In order to create the feeling of a hutong you need to mix the back alleys of Venice with the energy of the old Ninth Ward of New Orleans, and then throw in a pinch of certain parts of Queens. They are built in an east-west axis radiating out from the Forbidden City. Apparently certain hutongs used to perform certain functions – for example, there used to be a hutong where everyone who washed the Emporers royal laundry lived. (Glad I missed out on that action!)
For the most part, the hutong residences seem to be rather small apartments with many people living in close proximity. As I wander through and stop to draw there is, of course, the usual Beijing scene: people stare as I go by and crowd in around me to watch me draw. You get used to it after a while – this close physical proximity to strangers – it seems to be a way of life here in China. Actually, once you get over being crowded you realize the people are usually pretty nice, tapping my shoulder to give me the thumbs up, or practicing their English for a quick – “very good!”
There seems to be a lot of hanging out going on in the hutong, reminding me of my old neighborhood in Brooklyn, Bay Ridge, where guys would sit on lawn chairs with a folding table playing backgammon all day. Everyone seems to be playing cards here, chewing the fat, kidding around with each other. It’s a community kind of feeling, and a slower pace. I saw three people unloading a pick up truck full of watermelons, one by one, brigade style. The people seem more relaxed here and the little kids run around freely, no diapers. It is interesting how the children are the main event here. You will see families walking through the streets of the city like wheels rotating around the little ones. And man, some of them are tyrants, especially the little boys! I don’t know, maybe the one child per family Chinese rule is the culprit here, but there are quite a few new emporers coming up in the ranks of Beijing.
Every so often in the narrow alleyway you will come across a large red door with ornate carving around it – the courtyard of a wealthy family. This is where the neighborhood reminds me of Venice – big old doors and water stained stone walls with fantastic gardens tucked inside. I guess Marco Polo visited the place once or twice.

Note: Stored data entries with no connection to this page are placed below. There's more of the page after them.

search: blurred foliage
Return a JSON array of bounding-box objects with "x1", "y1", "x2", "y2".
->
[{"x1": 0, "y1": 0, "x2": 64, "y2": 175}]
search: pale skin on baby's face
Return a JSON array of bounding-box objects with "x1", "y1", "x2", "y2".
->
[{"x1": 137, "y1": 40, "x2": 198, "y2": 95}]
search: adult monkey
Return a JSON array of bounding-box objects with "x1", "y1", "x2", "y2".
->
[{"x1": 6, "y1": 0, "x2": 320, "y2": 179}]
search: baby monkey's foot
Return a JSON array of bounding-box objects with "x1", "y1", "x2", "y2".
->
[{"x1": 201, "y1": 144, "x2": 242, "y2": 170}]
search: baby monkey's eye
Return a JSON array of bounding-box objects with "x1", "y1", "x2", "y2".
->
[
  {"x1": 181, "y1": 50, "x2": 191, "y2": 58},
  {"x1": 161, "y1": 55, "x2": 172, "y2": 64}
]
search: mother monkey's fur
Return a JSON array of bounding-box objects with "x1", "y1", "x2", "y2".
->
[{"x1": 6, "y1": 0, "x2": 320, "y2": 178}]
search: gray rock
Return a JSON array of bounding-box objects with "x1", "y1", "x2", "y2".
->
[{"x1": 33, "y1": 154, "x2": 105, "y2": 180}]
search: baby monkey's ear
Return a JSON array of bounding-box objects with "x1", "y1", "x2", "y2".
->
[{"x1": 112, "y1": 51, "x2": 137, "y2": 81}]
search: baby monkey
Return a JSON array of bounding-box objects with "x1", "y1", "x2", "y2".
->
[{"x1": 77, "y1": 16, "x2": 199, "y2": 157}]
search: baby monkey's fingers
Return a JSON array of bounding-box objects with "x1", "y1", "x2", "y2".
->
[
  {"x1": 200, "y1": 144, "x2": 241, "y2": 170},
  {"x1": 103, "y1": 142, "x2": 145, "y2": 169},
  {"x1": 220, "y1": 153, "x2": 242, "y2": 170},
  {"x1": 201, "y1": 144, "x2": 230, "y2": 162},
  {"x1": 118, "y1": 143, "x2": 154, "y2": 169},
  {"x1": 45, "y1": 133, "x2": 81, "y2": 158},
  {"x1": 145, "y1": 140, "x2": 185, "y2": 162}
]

Anyway, the soul of Beijing seems to be in its hutongs and the areas around them. One night we ventured out to the night market – a large strip of stalls where you can get just about anything that moves grilled on a stick. I’m not kidding, you want to eat beetles, starfish, emu? You can get it there. And something was cooking that just smelled like nothing I have ever smelled before: I’ll die still wondering what it was. Someone told me it was fried tofu, but I’ve eaten fried tofu and it didn’t smell like THAT. Whatever it was I hope I never come across it again. In any event, we walked around for a while until I saw an old man gleefully biting into a fried octopus on a stick and decided to get the heck out of there. I mean, to each his own and all that but I have limits…some experiences I can live without!